As well as further examples here:

https://github.com/hortonworks/hbase-release/tree/HDP-2.5.3.0-tag/hbase-examples

2. Always close the Connection, Table, Scanner and Admin interfaces when you are done. These interfaces implement Closeable, and holds resources on the client side or on the server side (Scanner). Thus properly closing these is very important for best performance. Java's new try syntax is an easy way to auto-close these resources in your code:

try (Connection connection = ConnectionFactory.createConnection(conf);        
     Admin admin = connection.getAdmin();
     Table table = connection.getTable(tableName);) {
  table.get(new Get(...))
}

3. Make sure to understand creation-cost, lifecycle and thread-safety of Connection, Table and similar interfaces. In short, Connection is thread safe, and very heavy-weight (owns the underlying zookeeper connection, socket connections, etc), thus it should be created once per application and shared across threads. Table, Admin, etc on the other hand are light weight and NOT thread-safe. Check the above links for more documentation for these interfaces. Typically, you would open a Connection and only close that Connection when the application shuts down. Table and Admin objects can be created and closed per request.

4. Use BufferedMutator for streaming / batch Puts. BufferedMutator replaces HTable.setAutoFlush(false) and is the supported high-performance streaming writes API.

5. Make sure that hbase-site.xml is sourced instead of manually calling conf.set() for hbase.zookeeper.quorum, etc. When

Configuration conf = HBaseConfiguration.create();

is called HBase looks for the file named "hbase-site.xml" in all of the DIRECTORIES in the classpath. Thus, if the application adds /etc/hbase/conf (which is the default location for HDP) to its classpath at the start, there is no need to manually call conf.set() for client settings. Applications should especially do this, since other client-level configuration settings coming from the Ambari deployment automatically gets picked up by the client application without code change.

6. Make sure to depend on the correct version of client jars. Applications should always depend on the HDP version of the artifacts coming from the HDP repo instead of the Apache version of the artifacts. HDP versions of components are usually mostly binary and wire compatible with the base versions of Apache components.

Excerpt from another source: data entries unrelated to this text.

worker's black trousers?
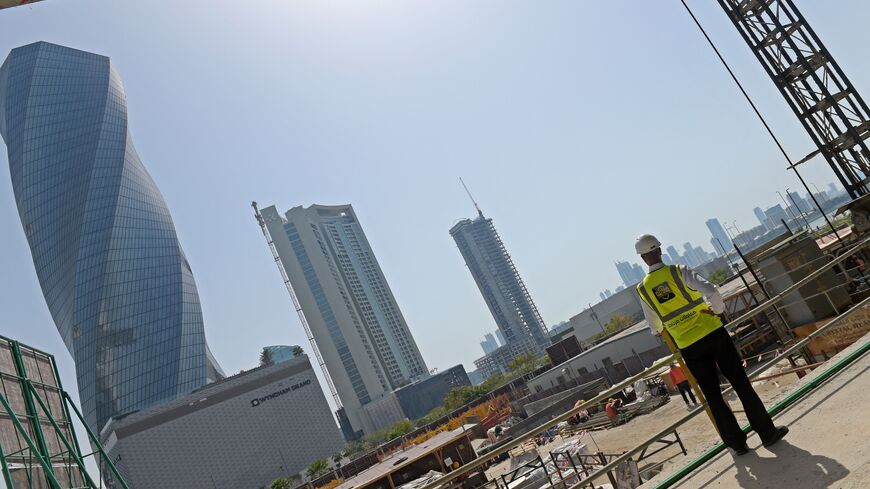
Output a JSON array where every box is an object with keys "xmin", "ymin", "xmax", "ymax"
[
  {"xmin": 680, "ymin": 327, "xmax": 777, "ymax": 449},
  {"xmin": 676, "ymin": 381, "xmax": 696, "ymax": 406}
]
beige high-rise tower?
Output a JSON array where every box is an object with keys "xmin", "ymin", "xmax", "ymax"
[{"xmin": 261, "ymin": 204, "xmax": 428, "ymax": 437}]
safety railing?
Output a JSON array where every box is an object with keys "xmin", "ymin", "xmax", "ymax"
[{"xmin": 419, "ymin": 234, "xmax": 870, "ymax": 489}]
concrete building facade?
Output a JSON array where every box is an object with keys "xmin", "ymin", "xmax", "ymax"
[
  {"xmin": 393, "ymin": 365, "xmax": 471, "ymax": 421},
  {"xmin": 568, "ymin": 288, "xmax": 645, "ymax": 343},
  {"xmin": 260, "ymin": 204, "xmax": 427, "ymax": 436},
  {"xmin": 0, "ymin": 42, "xmax": 223, "ymax": 435},
  {"xmin": 101, "ymin": 355, "xmax": 344, "ymax": 489},
  {"xmin": 473, "ymin": 335, "xmax": 540, "ymax": 379},
  {"xmin": 263, "ymin": 345, "xmax": 303, "ymax": 364}
]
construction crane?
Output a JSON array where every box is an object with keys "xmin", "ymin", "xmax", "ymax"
[
  {"xmin": 460, "ymin": 177, "xmax": 484, "ymax": 218},
  {"xmin": 715, "ymin": 0, "xmax": 870, "ymax": 198},
  {"xmin": 251, "ymin": 201, "xmax": 342, "ymax": 408}
]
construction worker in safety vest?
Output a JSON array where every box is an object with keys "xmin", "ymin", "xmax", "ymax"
[{"xmin": 635, "ymin": 234, "xmax": 788, "ymax": 456}]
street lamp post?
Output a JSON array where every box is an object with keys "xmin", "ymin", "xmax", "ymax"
[
  {"xmin": 589, "ymin": 303, "xmax": 606, "ymax": 335},
  {"xmin": 786, "ymin": 187, "xmax": 812, "ymax": 229},
  {"xmin": 810, "ymin": 182, "xmax": 829, "ymax": 207},
  {"xmin": 731, "ymin": 220, "xmax": 747, "ymax": 248},
  {"xmin": 777, "ymin": 190, "xmax": 799, "ymax": 225}
]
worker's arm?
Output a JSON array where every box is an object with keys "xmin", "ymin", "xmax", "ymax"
[
  {"xmin": 638, "ymin": 290, "xmax": 664, "ymax": 335},
  {"xmin": 681, "ymin": 266, "xmax": 725, "ymax": 314}
]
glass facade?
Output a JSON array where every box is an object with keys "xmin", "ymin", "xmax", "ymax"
[{"xmin": 0, "ymin": 42, "xmax": 223, "ymax": 434}]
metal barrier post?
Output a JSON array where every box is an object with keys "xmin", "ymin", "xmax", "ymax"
[{"xmin": 596, "ymin": 453, "xmax": 617, "ymax": 488}]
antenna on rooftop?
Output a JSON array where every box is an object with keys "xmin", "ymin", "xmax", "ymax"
[{"xmin": 460, "ymin": 177, "xmax": 483, "ymax": 217}]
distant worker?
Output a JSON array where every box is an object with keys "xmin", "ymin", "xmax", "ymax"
[
  {"xmin": 635, "ymin": 234, "xmax": 788, "ymax": 455},
  {"xmin": 605, "ymin": 398, "xmax": 622, "ymax": 426},
  {"xmin": 668, "ymin": 363, "xmax": 699, "ymax": 410}
]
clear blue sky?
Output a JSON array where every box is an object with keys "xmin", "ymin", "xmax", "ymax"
[{"xmin": 1, "ymin": 0, "xmax": 866, "ymax": 416}]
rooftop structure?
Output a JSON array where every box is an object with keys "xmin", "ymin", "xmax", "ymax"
[{"xmin": 332, "ymin": 428, "xmax": 478, "ymax": 489}]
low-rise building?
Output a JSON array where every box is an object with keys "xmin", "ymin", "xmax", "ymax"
[
  {"xmin": 100, "ymin": 355, "xmax": 344, "ymax": 489},
  {"xmin": 526, "ymin": 322, "xmax": 668, "ymax": 394},
  {"xmin": 473, "ymin": 336, "xmax": 541, "ymax": 379},
  {"xmin": 569, "ymin": 288, "xmax": 644, "ymax": 342},
  {"xmin": 394, "ymin": 365, "xmax": 471, "ymax": 421}
]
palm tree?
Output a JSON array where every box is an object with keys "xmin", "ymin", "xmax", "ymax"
[
  {"xmin": 291, "ymin": 345, "xmax": 304, "ymax": 357},
  {"xmin": 260, "ymin": 347, "xmax": 274, "ymax": 367},
  {"xmin": 306, "ymin": 459, "xmax": 331, "ymax": 480},
  {"xmin": 269, "ymin": 478, "xmax": 292, "ymax": 489}
]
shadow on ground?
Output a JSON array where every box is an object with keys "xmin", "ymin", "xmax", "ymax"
[{"xmin": 695, "ymin": 440, "xmax": 851, "ymax": 489}]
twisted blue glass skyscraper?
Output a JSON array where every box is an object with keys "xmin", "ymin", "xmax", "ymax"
[{"xmin": 0, "ymin": 42, "xmax": 223, "ymax": 433}]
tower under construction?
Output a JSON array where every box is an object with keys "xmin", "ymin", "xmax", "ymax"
[{"xmin": 450, "ymin": 186, "xmax": 549, "ymax": 378}]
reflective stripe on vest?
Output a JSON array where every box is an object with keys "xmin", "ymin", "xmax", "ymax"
[{"xmin": 638, "ymin": 265, "xmax": 721, "ymax": 348}]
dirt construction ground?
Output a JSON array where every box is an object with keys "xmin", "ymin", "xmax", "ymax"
[
  {"xmin": 484, "ymin": 332, "xmax": 870, "ymax": 489},
  {"xmin": 642, "ymin": 334, "xmax": 870, "ymax": 489}
]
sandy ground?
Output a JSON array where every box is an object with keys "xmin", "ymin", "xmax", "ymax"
[{"xmin": 483, "ymin": 341, "xmax": 869, "ymax": 489}]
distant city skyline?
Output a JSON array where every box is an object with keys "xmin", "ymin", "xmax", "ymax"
[
  {"xmin": 2, "ymin": 1, "xmax": 866, "ymax": 423},
  {"xmin": 600, "ymin": 183, "xmax": 846, "ymax": 301}
]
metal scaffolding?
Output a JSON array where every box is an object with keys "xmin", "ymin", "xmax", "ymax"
[
  {"xmin": 717, "ymin": 0, "xmax": 870, "ymax": 198},
  {"xmin": 0, "ymin": 336, "xmax": 127, "ymax": 489}
]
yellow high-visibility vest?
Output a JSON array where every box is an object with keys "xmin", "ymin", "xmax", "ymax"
[{"xmin": 637, "ymin": 265, "xmax": 722, "ymax": 348}]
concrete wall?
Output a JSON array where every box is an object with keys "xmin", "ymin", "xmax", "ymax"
[
  {"xmin": 526, "ymin": 324, "xmax": 668, "ymax": 394},
  {"xmin": 568, "ymin": 288, "xmax": 644, "ymax": 342}
]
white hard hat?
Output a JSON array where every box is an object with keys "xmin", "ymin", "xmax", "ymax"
[{"xmin": 635, "ymin": 234, "xmax": 662, "ymax": 255}]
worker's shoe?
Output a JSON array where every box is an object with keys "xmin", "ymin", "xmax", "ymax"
[
  {"xmin": 730, "ymin": 444, "xmax": 750, "ymax": 456},
  {"xmin": 762, "ymin": 426, "xmax": 789, "ymax": 448}
]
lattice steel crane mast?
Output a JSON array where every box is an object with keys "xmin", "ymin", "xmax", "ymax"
[
  {"xmin": 715, "ymin": 0, "xmax": 870, "ymax": 198},
  {"xmin": 252, "ymin": 201, "xmax": 341, "ymax": 408}
]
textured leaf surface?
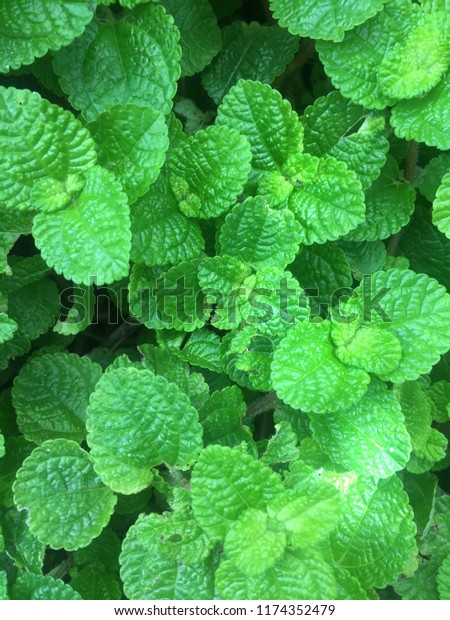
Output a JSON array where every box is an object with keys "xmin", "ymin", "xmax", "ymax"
[
  {"xmin": 87, "ymin": 104, "xmax": 168, "ymax": 204},
  {"xmin": 286, "ymin": 153, "xmax": 365, "ymax": 245},
  {"xmin": 12, "ymin": 353, "xmax": 102, "ymax": 444},
  {"xmin": 346, "ymin": 156, "xmax": 415, "ymax": 241},
  {"xmin": 0, "ymin": 86, "xmax": 96, "ymax": 211},
  {"xmin": 330, "ymin": 476, "xmax": 416, "ymax": 588},
  {"xmin": 419, "ymin": 153, "xmax": 450, "ymax": 202},
  {"xmin": 433, "ymin": 171, "xmax": 450, "ymax": 239},
  {"xmin": 271, "ymin": 321, "xmax": 370, "ymax": 413},
  {"xmin": 130, "ymin": 175, "xmax": 204, "ymax": 267},
  {"xmin": 270, "ymin": 0, "xmax": 387, "ymax": 41},
  {"xmin": 33, "ymin": 166, "xmax": 131, "ymax": 285},
  {"xmin": 53, "ymin": 4, "xmax": 181, "ymax": 120},
  {"xmin": 216, "ymin": 80, "xmax": 304, "ymax": 176},
  {"xmin": 87, "ymin": 368, "xmax": 202, "ymax": 494},
  {"xmin": 219, "ymin": 197, "xmax": 301, "ymax": 268},
  {"xmin": 54, "ymin": 284, "xmax": 95, "ymax": 336},
  {"xmin": 169, "ymin": 125, "xmax": 251, "ymax": 219},
  {"xmin": 191, "ymin": 445, "xmax": 284, "ymax": 540},
  {"xmin": 70, "ymin": 563, "xmax": 121, "ymax": 600},
  {"xmin": 302, "ymin": 91, "xmax": 388, "ymax": 190},
  {"xmin": 0, "ymin": 437, "xmax": 33, "ymax": 508},
  {"xmin": 317, "ymin": 0, "xmax": 418, "ymax": 109},
  {"xmin": 12, "ymin": 573, "xmax": 81, "ymax": 600},
  {"xmin": 202, "ymin": 21, "xmax": 298, "ymax": 103},
  {"xmin": 391, "ymin": 74, "xmax": 450, "ymax": 150},
  {"xmin": 309, "ymin": 380, "xmax": 411, "ymax": 478},
  {"xmin": 0, "ymin": 0, "xmax": 96, "ymax": 73},
  {"xmin": 160, "ymin": 0, "xmax": 221, "ymax": 76},
  {"xmin": 1, "ymin": 509, "xmax": 45, "ymax": 574},
  {"xmin": 437, "ymin": 554, "xmax": 450, "ymax": 600},
  {"xmin": 13, "ymin": 439, "xmax": 116, "ymax": 550}
]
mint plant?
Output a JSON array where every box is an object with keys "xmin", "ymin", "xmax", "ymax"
[{"xmin": 1, "ymin": 0, "xmax": 450, "ymax": 602}]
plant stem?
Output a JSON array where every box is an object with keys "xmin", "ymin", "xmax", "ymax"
[
  {"xmin": 387, "ymin": 140, "xmax": 418, "ymax": 256},
  {"xmin": 245, "ymin": 391, "xmax": 279, "ymax": 421},
  {"xmin": 274, "ymin": 39, "xmax": 316, "ymax": 89}
]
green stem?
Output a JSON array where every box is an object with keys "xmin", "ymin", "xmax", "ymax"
[{"xmin": 245, "ymin": 391, "xmax": 279, "ymax": 421}]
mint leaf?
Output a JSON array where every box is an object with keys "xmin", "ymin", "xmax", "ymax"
[
  {"xmin": 12, "ymin": 573, "xmax": 81, "ymax": 600},
  {"xmin": 437, "ymin": 554, "xmax": 450, "ymax": 600},
  {"xmin": 12, "ymin": 352, "xmax": 102, "ymax": 444},
  {"xmin": 54, "ymin": 284, "xmax": 95, "ymax": 336},
  {"xmin": 53, "ymin": 4, "xmax": 181, "ymax": 120},
  {"xmin": 433, "ymin": 171, "xmax": 450, "ymax": 238},
  {"xmin": 33, "ymin": 166, "xmax": 131, "ymax": 285},
  {"xmin": 70, "ymin": 563, "xmax": 121, "ymax": 600},
  {"xmin": 169, "ymin": 125, "xmax": 251, "ymax": 219},
  {"xmin": 13, "ymin": 439, "xmax": 116, "ymax": 550},
  {"xmin": 87, "ymin": 368, "xmax": 202, "ymax": 494},
  {"xmin": 419, "ymin": 153, "xmax": 450, "ymax": 202},
  {"xmin": 1, "ymin": 508, "xmax": 45, "ymax": 574},
  {"xmin": 202, "ymin": 22, "xmax": 298, "ymax": 103}
]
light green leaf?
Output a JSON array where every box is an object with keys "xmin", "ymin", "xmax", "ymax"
[
  {"xmin": 433, "ymin": 171, "xmax": 450, "ymax": 239},
  {"xmin": 216, "ymin": 80, "xmax": 304, "ymax": 177},
  {"xmin": 317, "ymin": 0, "xmax": 419, "ymax": 109},
  {"xmin": 330, "ymin": 476, "xmax": 416, "ymax": 588},
  {"xmin": 379, "ymin": 12, "xmax": 450, "ymax": 100},
  {"xmin": 261, "ymin": 421, "xmax": 299, "ymax": 465},
  {"xmin": 202, "ymin": 21, "xmax": 298, "ymax": 103},
  {"xmin": 198, "ymin": 386, "xmax": 250, "ymax": 448},
  {"xmin": 120, "ymin": 513, "xmax": 214, "ymax": 600},
  {"xmin": 159, "ymin": 0, "xmax": 221, "ymax": 77},
  {"xmin": 54, "ymin": 284, "xmax": 95, "ymax": 336},
  {"xmin": 391, "ymin": 74, "xmax": 450, "ymax": 150},
  {"xmin": 0, "ymin": 433, "xmax": 4, "ymax": 459},
  {"xmin": 0, "ymin": 86, "xmax": 96, "ymax": 211},
  {"xmin": 70, "ymin": 563, "xmax": 121, "ymax": 600},
  {"xmin": 216, "ymin": 549, "xmax": 336, "ymax": 600},
  {"xmin": 219, "ymin": 196, "xmax": 301, "ymax": 268},
  {"xmin": 0, "ymin": 1, "xmax": 96, "ymax": 73},
  {"xmin": 169, "ymin": 125, "xmax": 251, "ymax": 219},
  {"xmin": 0, "ymin": 233, "xmax": 19, "ymax": 276},
  {"xmin": 0, "ymin": 314, "xmax": 17, "ymax": 345},
  {"xmin": 130, "ymin": 175, "xmax": 204, "ymax": 267},
  {"xmin": 271, "ymin": 320, "xmax": 370, "ymax": 414},
  {"xmin": 13, "ymin": 439, "xmax": 116, "ymax": 550},
  {"xmin": 309, "ymin": 380, "xmax": 411, "ymax": 479},
  {"xmin": 401, "ymin": 471, "xmax": 437, "ymax": 537},
  {"xmin": 159, "ymin": 329, "xmax": 223, "ymax": 374},
  {"xmin": 421, "ymin": 496, "xmax": 450, "ymax": 562},
  {"xmin": 394, "ymin": 557, "xmax": 441, "ymax": 600},
  {"xmin": 270, "ymin": 0, "xmax": 387, "ymax": 41},
  {"xmin": 428, "ymin": 380, "xmax": 450, "ymax": 423},
  {"xmin": 0, "ymin": 437, "xmax": 33, "ymax": 508},
  {"xmin": 191, "ymin": 445, "xmax": 284, "ymax": 540},
  {"xmin": 87, "ymin": 104, "xmax": 169, "ymax": 204},
  {"xmin": 0, "ymin": 571, "xmax": 7, "ymax": 600},
  {"xmin": 437, "ymin": 554, "xmax": 450, "ymax": 600},
  {"xmin": 224, "ymin": 508, "xmax": 287, "ymax": 576},
  {"xmin": 359, "ymin": 269, "xmax": 450, "ymax": 382},
  {"xmin": 1, "ymin": 509, "xmax": 45, "ymax": 574},
  {"xmin": 302, "ymin": 91, "xmax": 388, "ymax": 190},
  {"xmin": 285, "ymin": 153, "xmax": 365, "ymax": 245},
  {"xmin": 33, "ymin": 166, "xmax": 131, "ymax": 286},
  {"xmin": 53, "ymin": 4, "xmax": 181, "ymax": 120},
  {"xmin": 12, "ymin": 573, "xmax": 81, "ymax": 600},
  {"xmin": 87, "ymin": 368, "xmax": 202, "ymax": 494},
  {"xmin": 419, "ymin": 153, "xmax": 450, "ymax": 202},
  {"xmin": 12, "ymin": 352, "xmax": 102, "ymax": 444}
]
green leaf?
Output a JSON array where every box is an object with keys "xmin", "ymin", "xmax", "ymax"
[
  {"xmin": 428, "ymin": 380, "xmax": 450, "ymax": 423},
  {"xmin": 401, "ymin": 471, "xmax": 437, "ymax": 537},
  {"xmin": 224, "ymin": 508, "xmax": 287, "ymax": 576},
  {"xmin": 0, "ymin": 1, "xmax": 96, "ymax": 73},
  {"xmin": 378, "ymin": 12, "xmax": 450, "ymax": 100},
  {"xmin": 394, "ymin": 557, "xmax": 441, "ymax": 600},
  {"xmin": 70, "ymin": 563, "xmax": 121, "ymax": 600},
  {"xmin": 72, "ymin": 527, "xmax": 121, "ymax": 573},
  {"xmin": 261, "ymin": 421, "xmax": 299, "ymax": 465},
  {"xmin": 216, "ymin": 80, "xmax": 304, "ymax": 177},
  {"xmin": 120, "ymin": 513, "xmax": 214, "ymax": 600},
  {"xmin": 191, "ymin": 445, "xmax": 284, "ymax": 540},
  {"xmin": 317, "ymin": 0, "xmax": 419, "ymax": 109},
  {"xmin": 302, "ymin": 91, "xmax": 388, "ymax": 190},
  {"xmin": 270, "ymin": 0, "xmax": 387, "ymax": 41},
  {"xmin": 219, "ymin": 197, "xmax": 301, "ymax": 268},
  {"xmin": 419, "ymin": 153, "xmax": 450, "ymax": 202},
  {"xmin": 0, "ymin": 233, "xmax": 19, "ymax": 276},
  {"xmin": 309, "ymin": 380, "xmax": 411, "ymax": 479},
  {"xmin": 53, "ymin": 4, "xmax": 181, "ymax": 120},
  {"xmin": 202, "ymin": 21, "xmax": 298, "ymax": 103},
  {"xmin": 421, "ymin": 496, "xmax": 450, "ymax": 562},
  {"xmin": 346, "ymin": 156, "xmax": 416, "ymax": 241},
  {"xmin": 169, "ymin": 125, "xmax": 252, "ymax": 219},
  {"xmin": 0, "ymin": 571, "xmax": 7, "ymax": 600},
  {"xmin": 433, "ymin": 171, "xmax": 450, "ymax": 239},
  {"xmin": 271, "ymin": 320, "xmax": 370, "ymax": 414},
  {"xmin": 159, "ymin": 329, "xmax": 223, "ymax": 374},
  {"xmin": 359, "ymin": 269, "xmax": 450, "ymax": 382},
  {"xmin": 87, "ymin": 104, "xmax": 169, "ymax": 204},
  {"xmin": 391, "ymin": 74, "xmax": 450, "ymax": 150},
  {"xmin": 1, "ymin": 509, "xmax": 45, "ymax": 574},
  {"xmin": 330, "ymin": 476, "xmax": 416, "ymax": 588},
  {"xmin": 0, "ymin": 86, "xmax": 97, "ymax": 211},
  {"xmin": 130, "ymin": 175, "xmax": 204, "ymax": 267},
  {"xmin": 338, "ymin": 239, "xmax": 387, "ymax": 280},
  {"xmin": 437, "ymin": 554, "xmax": 450, "ymax": 600},
  {"xmin": 159, "ymin": 0, "xmax": 222, "ymax": 77},
  {"xmin": 86, "ymin": 368, "xmax": 202, "ymax": 494},
  {"xmin": 12, "ymin": 573, "xmax": 81, "ymax": 600},
  {"xmin": 0, "ymin": 437, "xmax": 33, "ymax": 508},
  {"xmin": 33, "ymin": 166, "xmax": 131, "ymax": 286},
  {"xmin": 13, "ymin": 439, "xmax": 116, "ymax": 550},
  {"xmin": 216, "ymin": 549, "xmax": 336, "ymax": 600},
  {"xmin": 12, "ymin": 352, "xmax": 102, "ymax": 444},
  {"xmin": 285, "ymin": 153, "xmax": 365, "ymax": 245},
  {"xmin": 54, "ymin": 284, "xmax": 95, "ymax": 336},
  {"xmin": 198, "ymin": 386, "xmax": 250, "ymax": 448},
  {"xmin": 0, "ymin": 314, "xmax": 17, "ymax": 346}
]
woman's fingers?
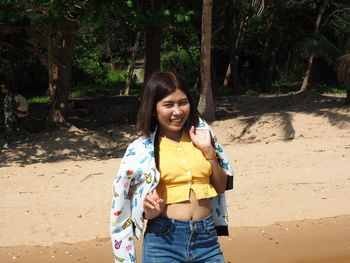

However, there maybe fixes to the client jars that the application would otherwise will not see and hence result in hard to debug cases. See

http://docs.hortonworks.com/HDPDocuments/HDP2/HDP-2.0.8.0/bk_user-guide/content/user-guide-setup-mav...

for an example.

Enis

28,444 Views
Comments
avatar
New Contributor

Do you mean the New Hbase 2.0 API's and not the Hbase 1.0 API's?

avatar
Master Mentor

@Mark Smith this is in reference to the current API which is 1.x.

avatar
New Contributor

I have some misunderstanding. Regarding to item 2 we have to close Connection always for the best performance. But regarding to item 3 we should create single Connection per Application.

So, what is the best practice, holding single connection or open/close it for each user request?

avatar
Guru

Thanks. Fixed the link.

avatar
Guru

You should close the Connection / Admin / Table WHEN you are done. According to #3, Connection creation is very costly, so you would want to share the connection as much as possible, which means that you won't be "done" with the Connection until the application shuts down. Close the Connection when you know that you won't be doing any more requests. However, Table and Admin is relatively cheap, so you should open / close those per request.

avatar
New Contributor

I know this is a bit late to post but i have a web app that scans the table and gets results based on the rowkey provided in the call so it needs to support multi threading, here's a snip of the scan:

 

 

try(ResultScanner scanner = myTable.getScanner(scan)) {
	for (Result result : scanner) {
		//logic of result.getValue() and result.getRow()
	}
}

 

 

i just saw https://hbase.apache.org/1.2/devapidocs/org/apache/hadoop/hbase/client/Result.html is one of those classes that is not thread-safe among others mentioned in this article. Is there an example of a fully thread-safe hbase app that scans results based on the rowkey provided or anything similar? I'm looking for an efficient and good example i can use for reference. I am now concerned that this piece of code might not yield proper results when i get simultaneous requests.